L'art. 63 del D.Lgs. 21 novembre 2007 n. 231 (Attuazione della direttiva 2005/60/CE concernente la prevenzione dell'utilizzo del sistema finanziario a scopo di riciclaggio dei proventi di attività criminose e di finanziamento del terrorismo) ha esteso l'ambito applicativo della responsabilità da reato degli enti ai delitti di ricettazione, riciclaggio ed impiego di denaro, beni o utilità di provenienza illecita mediante la introduzione dell'art. 25-opties nell'ordito del D.Lgs. 231/01.

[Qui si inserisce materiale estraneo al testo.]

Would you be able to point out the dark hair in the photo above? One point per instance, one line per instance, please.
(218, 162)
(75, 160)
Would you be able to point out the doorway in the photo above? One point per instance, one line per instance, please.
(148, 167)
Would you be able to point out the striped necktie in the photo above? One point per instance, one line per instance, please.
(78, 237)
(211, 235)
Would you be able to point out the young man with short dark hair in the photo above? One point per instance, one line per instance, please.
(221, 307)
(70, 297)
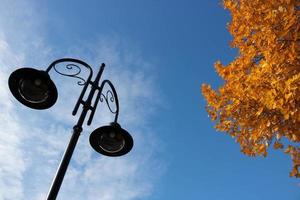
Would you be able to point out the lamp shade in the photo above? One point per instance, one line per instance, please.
(33, 88)
(111, 140)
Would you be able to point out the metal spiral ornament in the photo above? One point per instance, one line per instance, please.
(74, 71)
(109, 98)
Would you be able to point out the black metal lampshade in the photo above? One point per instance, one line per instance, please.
(33, 88)
(111, 140)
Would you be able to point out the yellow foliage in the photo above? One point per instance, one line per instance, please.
(260, 99)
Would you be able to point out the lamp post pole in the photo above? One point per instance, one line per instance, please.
(36, 90)
(77, 129)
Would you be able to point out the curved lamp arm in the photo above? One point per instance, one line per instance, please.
(109, 96)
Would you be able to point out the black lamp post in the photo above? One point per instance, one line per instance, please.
(35, 89)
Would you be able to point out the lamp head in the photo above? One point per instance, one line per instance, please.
(33, 88)
(111, 140)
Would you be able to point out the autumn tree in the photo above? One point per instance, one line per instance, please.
(259, 102)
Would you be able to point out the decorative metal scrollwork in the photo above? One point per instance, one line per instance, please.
(109, 98)
(74, 70)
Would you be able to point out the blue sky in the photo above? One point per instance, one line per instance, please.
(158, 53)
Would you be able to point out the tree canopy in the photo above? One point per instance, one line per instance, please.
(259, 102)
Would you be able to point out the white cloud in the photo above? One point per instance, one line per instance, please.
(32, 142)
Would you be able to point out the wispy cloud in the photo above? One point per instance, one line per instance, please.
(32, 142)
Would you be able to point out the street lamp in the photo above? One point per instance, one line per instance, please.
(35, 89)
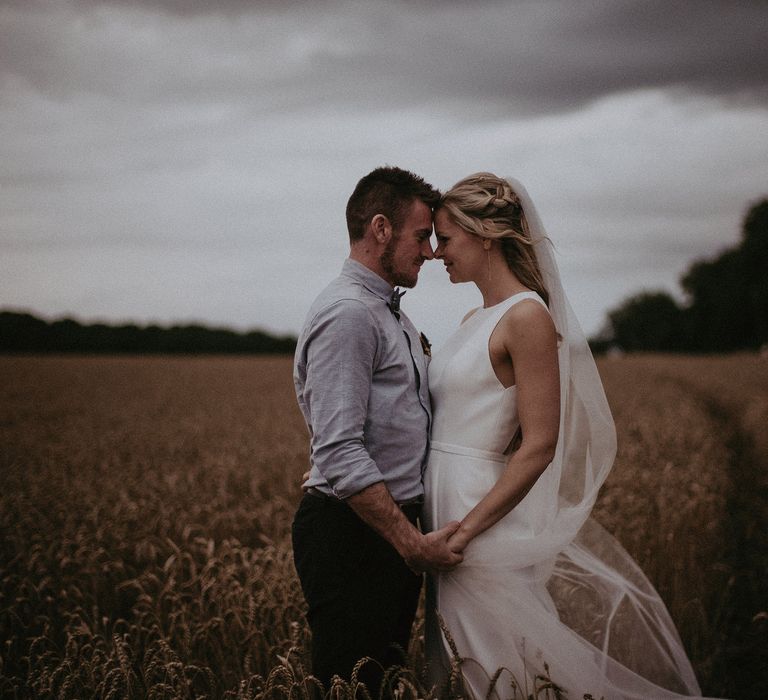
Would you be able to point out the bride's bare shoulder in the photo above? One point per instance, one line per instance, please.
(468, 314)
(527, 318)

Nel sistema anteriore al D.Lgs. 231/07 la responsabilità dell'ente per la commissione nel suo interesse o a suo vantaggio di delitti di riciclaggio e di impiego di danaro di provenienza illecita era ammessa solo ove tali delitti avessero assunto dimensione transnazionale ai sensi dell'art. 10, comma quinto, della legge n. 146 del 2006 e, pertanto, erano estranei all'area del diritto punitivo degli enti gli episodi di riciclaggio commessi in ambito esclusivamente nazionale, ancorché fossero risultati di maggiore gravità rispetto a quelli commessi in ambito transnazionale .
La estensione della responsabilità da reato per i delitti di ricettazione, riciclaggio ed impiego di denaro, beni o utilità di provenienza illecita (cui è corrisposta la correlativa abrogazione dell'art. 10, comma quinto, della legge n. 146 del 2006, ormai assorbito dalla previsione generale dell'art. 25-opties D.Lgs. 231/01) risulta, pertanto, particolarmente significativa perché colma una lacuna dell'ordinamento italiano.

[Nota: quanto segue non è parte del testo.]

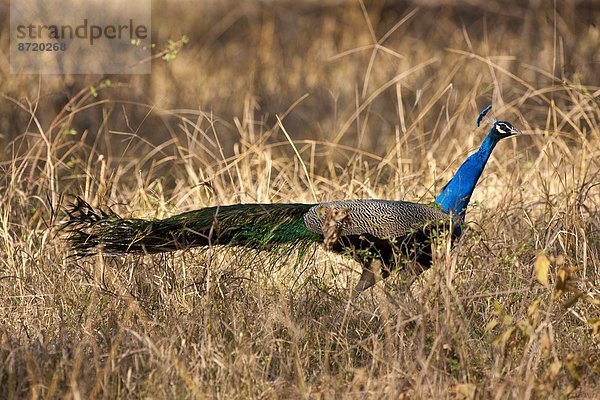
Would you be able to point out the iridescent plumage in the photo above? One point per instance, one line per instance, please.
(377, 233)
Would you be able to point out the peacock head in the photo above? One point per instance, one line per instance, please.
(502, 129)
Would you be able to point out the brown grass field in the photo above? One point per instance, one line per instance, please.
(376, 100)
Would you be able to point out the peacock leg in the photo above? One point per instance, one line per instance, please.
(370, 275)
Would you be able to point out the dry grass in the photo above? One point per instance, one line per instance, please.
(391, 120)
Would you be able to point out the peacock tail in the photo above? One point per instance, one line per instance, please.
(257, 226)
(373, 232)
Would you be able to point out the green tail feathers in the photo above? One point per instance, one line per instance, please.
(257, 226)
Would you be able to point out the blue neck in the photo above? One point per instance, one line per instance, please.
(457, 193)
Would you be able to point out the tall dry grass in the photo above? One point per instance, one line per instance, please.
(379, 101)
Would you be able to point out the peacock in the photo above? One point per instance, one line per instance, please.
(379, 234)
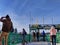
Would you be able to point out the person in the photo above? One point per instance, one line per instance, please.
(34, 36)
(5, 28)
(53, 35)
(43, 34)
(37, 35)
(24, 33)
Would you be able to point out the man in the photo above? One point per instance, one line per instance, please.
(43, 34)
(53, 35)
(5, 28)
(24, 36)
(38, 35)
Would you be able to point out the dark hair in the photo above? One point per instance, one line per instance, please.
(7, 16)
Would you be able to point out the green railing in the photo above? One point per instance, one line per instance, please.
(16, 38)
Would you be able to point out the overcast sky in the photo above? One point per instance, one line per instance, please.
(24, 12)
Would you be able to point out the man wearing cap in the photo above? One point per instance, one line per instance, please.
(5, 28)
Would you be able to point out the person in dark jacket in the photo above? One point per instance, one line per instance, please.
(38, 35)
(6, 28)
(24, 33)
(43, 34)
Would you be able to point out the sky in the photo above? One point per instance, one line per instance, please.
(25, 12)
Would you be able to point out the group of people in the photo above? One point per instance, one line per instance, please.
(36, 36)
(8, 26)
(6, 29)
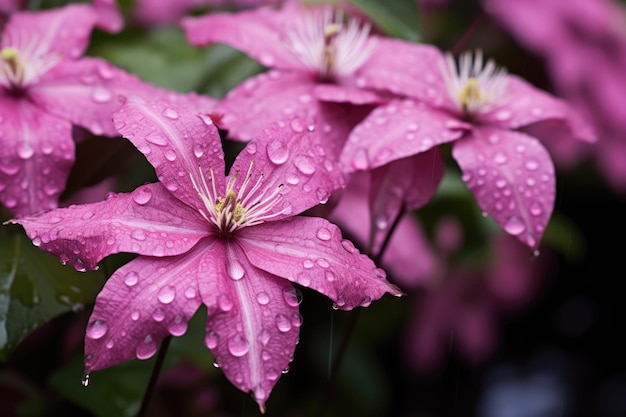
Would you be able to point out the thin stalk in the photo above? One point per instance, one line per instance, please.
(147, 396)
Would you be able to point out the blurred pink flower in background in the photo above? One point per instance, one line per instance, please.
(584, 45)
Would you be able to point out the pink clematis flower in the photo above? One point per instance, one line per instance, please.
(45, 89)
(316, 59)
(479, 107)
(232, 243)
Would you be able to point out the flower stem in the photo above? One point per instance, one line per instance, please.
(154, 377)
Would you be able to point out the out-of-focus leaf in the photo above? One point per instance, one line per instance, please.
(35, 287)
(398, 18)
(164, 58)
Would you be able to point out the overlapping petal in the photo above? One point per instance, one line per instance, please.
(141, 303)
(36, 156)
(512, 177)
(148, 221)
(311, 252)
(253, 320)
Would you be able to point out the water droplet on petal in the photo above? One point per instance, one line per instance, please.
(238, 346)
(166, 294)
(96, 329)
(146, 349)
(283, 324)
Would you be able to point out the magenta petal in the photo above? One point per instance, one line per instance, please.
(526, 105)
(86, 92)
(399, 129)
(143, 301)
(253, 321)
(181, 143)
(512, 177)
(255, 32)
(288, 160)
(36, 156)
(148, 221)
(50, 29)
(266, 98)
(311, 252)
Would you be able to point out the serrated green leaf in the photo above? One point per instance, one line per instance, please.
(35, 287)
(398, 18)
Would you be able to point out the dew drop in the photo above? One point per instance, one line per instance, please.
(146, 349)
(166, 294)
(283, 324)
(96, 329)
(238, 346)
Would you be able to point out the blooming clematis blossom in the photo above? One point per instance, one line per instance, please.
(316, 59)
(232, 243)
(480, 108)
(45, 89)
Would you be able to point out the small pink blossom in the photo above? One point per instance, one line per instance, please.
(232, 243)
(480, 108)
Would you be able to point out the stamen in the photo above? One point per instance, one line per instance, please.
(475, 89)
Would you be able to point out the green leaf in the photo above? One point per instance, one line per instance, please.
(35, 287)
(398, 18)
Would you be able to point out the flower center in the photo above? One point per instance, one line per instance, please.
(473, 87)
(328, 45)
(250, 205)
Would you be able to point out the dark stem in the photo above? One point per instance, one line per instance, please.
(154, 377)
(347, 335)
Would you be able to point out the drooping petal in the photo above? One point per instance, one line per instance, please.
(141, 303)
(255, 32)
(525, 105)
(64, 31)
(148, 221)
(397, 130)
(288, 164)
(512, 177)
(266, 98)
(253, 320)
(36, 156)
(87, 92)
(311, 252)
(181, 143)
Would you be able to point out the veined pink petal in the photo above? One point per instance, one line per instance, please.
(36, 156)
(148, 221)
(397, 130)
(141, 303)
(266, 98)
(64, 31)
(87, 92)
(290, 161)
(525, 104)
(182, 145)
(407, 69)
(311, 252)
(256, 32)
(253, 320)
(512, 177)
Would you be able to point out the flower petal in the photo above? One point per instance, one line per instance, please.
(148, 221)
(406, 127)
(311, 252)
(526, 105)
(512, 177)
(253, 321)
(289, 160)
(181, 143)
(143, 301)
(36, 155)
(87, 92)
(255, 32)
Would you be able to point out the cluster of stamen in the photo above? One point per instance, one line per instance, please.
(474, 87)
(329, 45)
(250, 205)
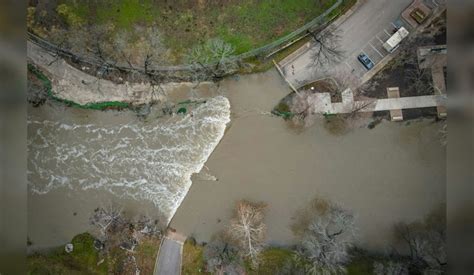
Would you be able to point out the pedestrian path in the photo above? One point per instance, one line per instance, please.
(322, 103)
(170, 254)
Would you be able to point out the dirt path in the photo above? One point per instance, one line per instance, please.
(75, 85)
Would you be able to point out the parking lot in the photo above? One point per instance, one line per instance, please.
(373, 48)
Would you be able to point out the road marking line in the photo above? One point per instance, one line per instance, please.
(381, 55)
(379, 39)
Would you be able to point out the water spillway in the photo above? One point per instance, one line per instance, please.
(151, 160)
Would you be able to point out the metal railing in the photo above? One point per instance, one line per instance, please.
(154, 69)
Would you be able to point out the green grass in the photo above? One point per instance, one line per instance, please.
(246, 24)
(272, 260)
(360, 266)
(94, 106)
(193, 259)
(82, 260)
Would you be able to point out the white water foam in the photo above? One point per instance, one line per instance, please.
(152, 161)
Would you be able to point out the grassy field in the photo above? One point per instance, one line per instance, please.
(246, 24)
(85, 259)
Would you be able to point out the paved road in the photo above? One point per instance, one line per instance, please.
(169, 259)
(364, 31)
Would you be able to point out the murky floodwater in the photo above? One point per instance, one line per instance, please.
(391, 173)
(119, 155)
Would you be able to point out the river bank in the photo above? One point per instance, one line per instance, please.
(394, 172)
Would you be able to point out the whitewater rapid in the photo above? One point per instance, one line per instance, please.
(144, 161)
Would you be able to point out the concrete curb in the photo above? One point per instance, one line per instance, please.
(303, 49)
(367, 76)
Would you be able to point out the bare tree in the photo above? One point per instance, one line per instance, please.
(213, 57)
(222, 257)
(247, 229)
(327, 232)
(426, 241)
(326, 49)
(390, 267)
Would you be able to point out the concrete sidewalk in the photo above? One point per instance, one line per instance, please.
(321, 103)
(169, 258)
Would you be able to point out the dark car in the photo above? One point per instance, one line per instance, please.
(365, 60)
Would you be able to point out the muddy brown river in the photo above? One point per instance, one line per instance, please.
(394, 172)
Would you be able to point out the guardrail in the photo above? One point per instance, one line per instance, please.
(189, 68)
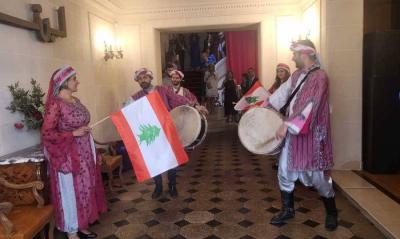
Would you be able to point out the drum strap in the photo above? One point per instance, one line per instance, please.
(284, 108)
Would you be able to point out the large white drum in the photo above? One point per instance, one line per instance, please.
(190, 124)
(257, 129)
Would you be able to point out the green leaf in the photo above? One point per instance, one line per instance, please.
(148, 133)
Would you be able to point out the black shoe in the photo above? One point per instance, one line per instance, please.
(173, 192)
(84, 235)
(157, 192)
(331, 213)
(287, 210)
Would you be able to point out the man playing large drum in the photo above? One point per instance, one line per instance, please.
(307, 152)
(176, 77)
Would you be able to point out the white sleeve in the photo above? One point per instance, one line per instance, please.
(280, 96)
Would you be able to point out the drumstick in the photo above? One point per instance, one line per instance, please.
(100, 121)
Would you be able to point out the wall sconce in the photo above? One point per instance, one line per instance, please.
(110, 54)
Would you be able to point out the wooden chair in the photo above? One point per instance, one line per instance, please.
(110, 162)
(24, 222)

Il coinvolgimento degli enti (anche quando non svolgano mansioni di intermediazione finanziaria) è, inoltre, coerente sotto il profilo criminologico, in quanto di frequente le operazioni di riciclaggio vengono dissimulate mediante il ricorso allo schermo della persona giuridica .
La dottrina giuridica e gli studi economici hanno, infatti, ampiamente evidenziato il ruolo decisivo assunto dalle persone giuridiche nei fenomeni di occultamento e di rivestimento dei capitali illeciti .
Il ricorso alla responsabilità degli enti nel contrasto al fenomeno dell'occultamento e del reinvestimento dei capitali illeciti era peraltro stato previsto in numerosi atti internazionali.


2. Il ruolo della responsabilità da reato degli enti nel contrasto al riciclaggio.

La prevenzione ed il contrasto al fenomeno criminale del riciclaggio non si esauriscono nel ricorso al tradizionale corredo sanzionatorio del diritto penale.
La normativa antiriciclaggio, infatti, sia nella regolamentazione internazionale che in quella interna, non si risolve esclusivamente in norme penali, peraltro spesso a forte di rischio di ineffettività in ragione delle difficoltà probatorie relative alla provenienza delittuosa del bene oggetto di reimpiego , ma coinvolge, in una strategia di contrasto più ampia ed articolata, anche numerose categorie di soggetti operanti in diversi settori dell'ordinamento e, segnatamente, in quello creditizio e finanziario.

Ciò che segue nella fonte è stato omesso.